DisCo secure aggregation guarantees input privacy for a client's model updates. Other users will not be able to reconstruct a client's individual data or model updates, see e.g. https://eprint.iacr.org/2017/281.pdf for more details.

It is worth noting that due to the current use of floating point arithmetic instead of finite fields implies an effect on the quantization of models. Alternatively quantized integer model weights (with scaling) can be used. Currently, the additive shares generated at step 2 are filled with floating-point values drawn uniformly at random from the interval [-maxShareValue, +maxShareValue).

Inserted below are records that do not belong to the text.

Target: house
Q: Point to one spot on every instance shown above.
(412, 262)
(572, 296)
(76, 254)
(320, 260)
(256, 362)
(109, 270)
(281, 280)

  • If maxShareValue is too small, privacy is lost because larger random numbers better obfuscate the secret. Indeed, for each client A, there is one other client who can construct a (1-e)-confidence-interval of size maxShareValue*2, where e is also monotonically increasing in maxShareValue.
  • However, at the same time, as maxShareValue increases, the reconstruction problem becomes more ill-conditioned (subtraction of very large numbers to obtain a relatively small number). Indeed, given the finite precision of floating point number representations, every order of magnitude increase in maxShareValue increases the expected reconstruction error by one order of magnitude.

In practice, our current implementation introduces a reconstruction error on the order of maxShareValue*10e-8. The default value for the maxShareValue is set to 100, so the random numbers are drawn uniformly from [-100, 100). Values far outside this interval are insufficiently protected, and the aggregated model update is reconstructed with an error on the order of 10e-6.

User Input

minimumReadyPeers

The user can specify the minimum number of clients that must participate in any secure aggregation procedure. This minimum should be greater than 2, because the participating clients can otherwise reconstruct each other's model updates by subtracting their own from the aggregated model update. The value is set to 3 by default and can be changed by modifying minimumReadyPeers in each task's trainingInformation. More information on the set-up of a task and task personalization can be found HERE.

maxShareValue

The user can change the size of the interval from which random numbers are drawn to fill the additive secret shares. This allows the user to control the trade-off between accuracy and privacy. Larger values for maxShareValue provide better privacy protection, while smaller values provide better reconstruction accuracy.